When asked if he had any advice for the actors-in-training in Occidental’s theatre department, Falcon said, “do it for fun, and do it, and have fun when you’re doing it, and enjoy what you’re doing. And if you want to do it professionally, do it equally like that, because when you go out there, it can become a meathouse from what I hear.” He adds, “when it becomes no fun, if it’s not fun to do that, don’t do it. “Cause it ain’t worth it. … This industry just tears apart people. I don’t say actors, ’cause actors are people first, and a lot of people forget that.”
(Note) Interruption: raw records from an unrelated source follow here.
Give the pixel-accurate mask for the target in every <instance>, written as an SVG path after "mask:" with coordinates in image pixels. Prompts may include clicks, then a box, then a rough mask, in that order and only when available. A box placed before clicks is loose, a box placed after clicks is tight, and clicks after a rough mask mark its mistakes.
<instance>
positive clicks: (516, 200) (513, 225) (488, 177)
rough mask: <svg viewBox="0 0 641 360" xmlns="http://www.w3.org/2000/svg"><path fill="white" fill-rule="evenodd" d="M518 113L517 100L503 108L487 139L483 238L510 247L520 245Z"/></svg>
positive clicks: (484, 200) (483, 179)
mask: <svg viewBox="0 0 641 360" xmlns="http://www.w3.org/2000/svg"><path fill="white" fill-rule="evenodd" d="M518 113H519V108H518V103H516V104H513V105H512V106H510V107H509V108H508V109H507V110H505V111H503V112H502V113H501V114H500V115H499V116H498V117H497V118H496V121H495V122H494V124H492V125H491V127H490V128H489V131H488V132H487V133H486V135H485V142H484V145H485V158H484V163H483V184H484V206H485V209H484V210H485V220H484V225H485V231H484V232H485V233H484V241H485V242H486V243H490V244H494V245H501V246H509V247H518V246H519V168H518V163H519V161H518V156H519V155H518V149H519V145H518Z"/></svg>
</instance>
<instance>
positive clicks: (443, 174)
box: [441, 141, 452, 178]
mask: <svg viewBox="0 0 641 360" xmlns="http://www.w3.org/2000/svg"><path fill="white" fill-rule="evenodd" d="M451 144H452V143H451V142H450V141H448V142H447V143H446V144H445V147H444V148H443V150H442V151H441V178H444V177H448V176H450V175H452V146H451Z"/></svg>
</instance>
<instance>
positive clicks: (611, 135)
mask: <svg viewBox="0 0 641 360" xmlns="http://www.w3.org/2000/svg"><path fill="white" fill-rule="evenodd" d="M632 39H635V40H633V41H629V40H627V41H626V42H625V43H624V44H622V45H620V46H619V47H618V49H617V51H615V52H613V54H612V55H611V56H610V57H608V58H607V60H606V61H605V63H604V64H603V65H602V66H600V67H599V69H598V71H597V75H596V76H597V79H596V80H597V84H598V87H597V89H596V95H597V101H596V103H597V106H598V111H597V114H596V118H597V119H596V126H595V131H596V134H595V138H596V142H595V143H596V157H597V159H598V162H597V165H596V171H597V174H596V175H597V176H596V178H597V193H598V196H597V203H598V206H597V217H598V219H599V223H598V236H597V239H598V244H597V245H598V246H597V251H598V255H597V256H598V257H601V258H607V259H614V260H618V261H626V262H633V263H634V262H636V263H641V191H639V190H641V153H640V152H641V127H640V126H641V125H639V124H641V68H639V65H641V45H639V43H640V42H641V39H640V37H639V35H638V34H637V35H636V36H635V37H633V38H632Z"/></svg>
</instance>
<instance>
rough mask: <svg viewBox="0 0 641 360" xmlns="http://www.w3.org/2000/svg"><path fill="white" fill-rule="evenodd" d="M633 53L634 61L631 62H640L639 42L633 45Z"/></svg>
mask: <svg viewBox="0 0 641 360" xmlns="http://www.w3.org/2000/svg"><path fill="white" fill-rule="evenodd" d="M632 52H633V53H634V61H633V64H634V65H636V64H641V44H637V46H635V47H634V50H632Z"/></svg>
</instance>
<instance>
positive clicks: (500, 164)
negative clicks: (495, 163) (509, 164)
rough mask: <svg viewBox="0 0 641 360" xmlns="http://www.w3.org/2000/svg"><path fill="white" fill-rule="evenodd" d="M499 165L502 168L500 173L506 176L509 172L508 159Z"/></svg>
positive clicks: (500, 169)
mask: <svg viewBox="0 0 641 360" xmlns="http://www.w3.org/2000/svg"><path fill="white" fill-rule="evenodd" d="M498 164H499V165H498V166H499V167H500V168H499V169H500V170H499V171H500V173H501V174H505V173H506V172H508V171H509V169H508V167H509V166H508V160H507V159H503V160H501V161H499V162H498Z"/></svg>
“That’s the thing to have in life,” Falcon concludes seriously, “enthusiasm in anything you do, and you’ll be succesfful. Enthusiasm was the sheer source of fuel that drove the making of Six-String Samurai, let me tell you. There were several times we thought about, ‘let’s go home, it’s 120 degree heat, I’m tired of sleeping in a sleeping bag, a tent! I’m tired of wearing this Buddy outfit!’ – which I wore, by the way, for eight months and never washed!” When it was pointed out that the battered tuxedo his character wears has a very realistic post-apocalyptic look, he said, “yes, very realistic. Especially for the cheerleader in the post-apocalyptic bar. She said, ‘damn, Jeff, you smell!'”
Six-String Samurai is still in theatres, so catch it while you can… and remember the words of Director Lance Mungia: “if you see it and the sound is low, it shouldn’t be low – tell them to turn it up!!”